The motion requesting his transfer was filed on 7 September 2007, within the framework of the ICTR completion strategy, which wants to transfer some cases to national jurisdictions in order to finish by the end of the year all first instance trials as directed by the Security Council.

The landmark hearing was met with heated arguments from both the Prosecutor and the defence.

The debate was interjected by the so called "Friends of the Court(Amicus Curie)-the Human Rights Watch, Bar of Kigali, Government of Rwanda and the International Criminal Defence Attorneys Association (ICDAA).

The ICTR Prosecutor, Justice Hassan Jallow, stressed that Rwandan legal framework grants fair trial, adding that this was demonstrated by the latest decision of the French Chamberry Court of Appeal on 2 April which approved extradition of former Rwandan businessman Claver Kamanya to Kigali. "it is an indication of confidence in the Rwandan judiciary system," he told the three-bench Chamber presided by Judge Ines Weinberg de Roca (Argentina) and assisted b Lee Muthoga (Kenya) and Robert Fremr (Czech).

"We are submitting that Rwandan judiciary is able to try the case," he pleaded with the Court.

Professor Jwani Mwaikusa, lead defence counsel, strongly opposed the Prosecutor's move, saying Rwandan judicial lacked competence and was partial. "It is absurd to transfer a case to a system which should be answering the same charges," he said, apparently referring to the alleged atrocities committed by the Rwanda Patriotic Front (RPF) during the 1994 genocide and the indictments issued by French and, more recently, by Spanish judges

against RPF soldiers. The ICTR Prosecutor has also said on many occasions they are also investigating the alleged RPF atrocities.

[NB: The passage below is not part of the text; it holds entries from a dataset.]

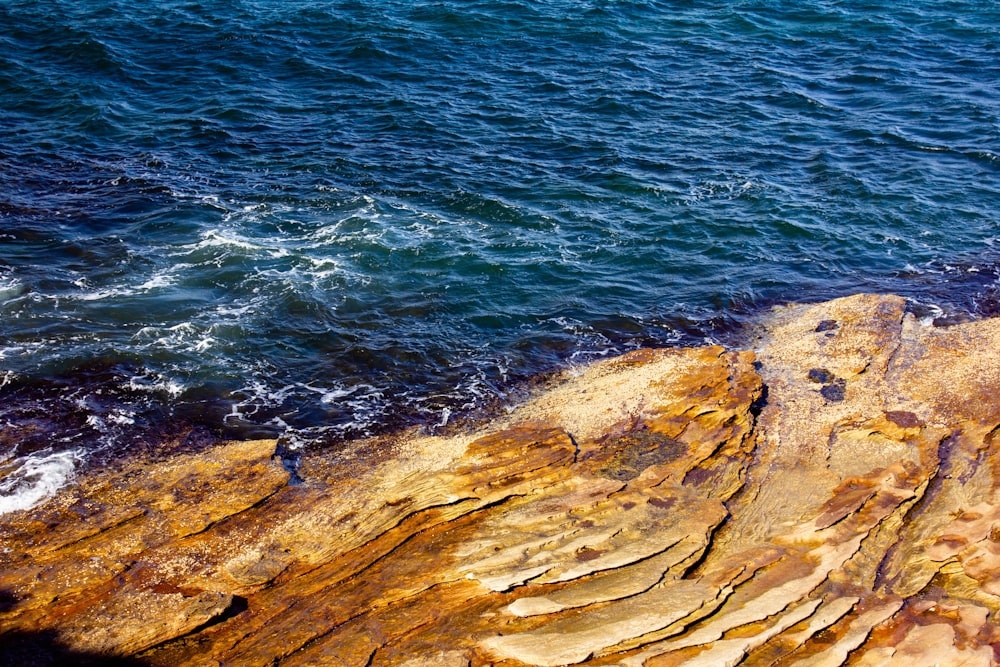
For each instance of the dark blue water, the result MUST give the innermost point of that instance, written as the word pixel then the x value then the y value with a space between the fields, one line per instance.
pixel 319 219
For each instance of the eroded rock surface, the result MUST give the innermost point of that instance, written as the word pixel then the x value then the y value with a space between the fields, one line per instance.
pixel 830 496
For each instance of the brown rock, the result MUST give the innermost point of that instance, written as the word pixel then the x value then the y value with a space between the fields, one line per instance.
pixel 830 497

"Rwandan judicial Independence and impartiality are doubtful," he stressed, underlining that the Rwandan system was not suitable to try this case. "In Africa, it's very common for the text of the law is extremely appealing, but in practice is extremely horrible," underscored Professor Mwaykyusa The Human Rights Watch representative, Aisling Reidy, said that they have evidence of intimidation and harassment of legal officers and witnesses in Rwanda.

Munyakazi in his winding up statement claimed that the ICTR Prosecutor tried to induce him to make a confession of guilty plea to get his sentence reduced. "I can't testify wrongly," he told the Chamber. The UN Court was established in November 1994 to try key suspects of the slaughter, which according to the United Nations, claimed lives of about 800,000 ethnic Tutsis and moderate Hutus.

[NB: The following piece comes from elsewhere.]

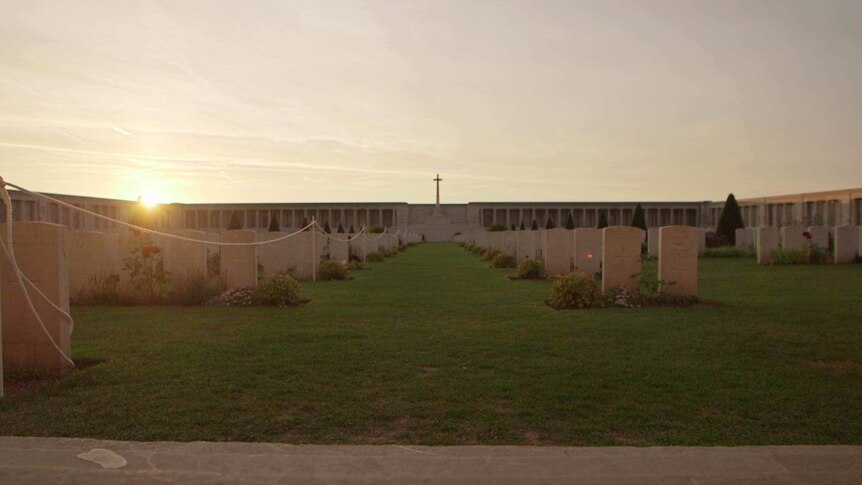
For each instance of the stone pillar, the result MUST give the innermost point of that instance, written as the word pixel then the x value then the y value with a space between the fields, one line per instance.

The others accused targeted by transfer requests to Kigali are: former Commander of Ngoma Camp Lieutenant Ildephonse Hategekimana, businessman Gaspard Kanyarukiga, former Mayor Jean Baptist Gatete and former Inspector of Judicial Police, Fulgence Kaysihema. The latter is still at large.

Headquartered in Arusha, northern Tanzania, ICTR has, to date, delivered 30 convictions and 5 acquittals.

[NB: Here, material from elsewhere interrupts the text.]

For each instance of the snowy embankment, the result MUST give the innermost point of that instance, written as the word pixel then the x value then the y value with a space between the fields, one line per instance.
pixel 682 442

In another case of four top government officials before the UN Court, a defence witness said former Minister for Civil Service, Prosper Mugiraneza, did not participate in the 1994 genocide.

A Rwandan State Attorney, Jean Rusatira, said that former Minister was not mentioned among the accused who took part in the massacres.

Mugiraneza is charged for genocide and crimes against humanity alongside three other former ministers --Jerome Bicamumpaka, former Minister for Foreign Affairs; Casimir Bizimungu, ex-Minister for Health; and former Minister for Commerce Justin Mugenzi. All four have pleaded not guilty.

Led by Mugiraneza's American lead counsel Tom Moran, the defence witness, who was one of the members of the bench which handled genocide cases in Kigarama commune in Kibungo prefecture from where Mugiraneza hailed, testified that the accused's name never featured in the two judgments he participated to draft.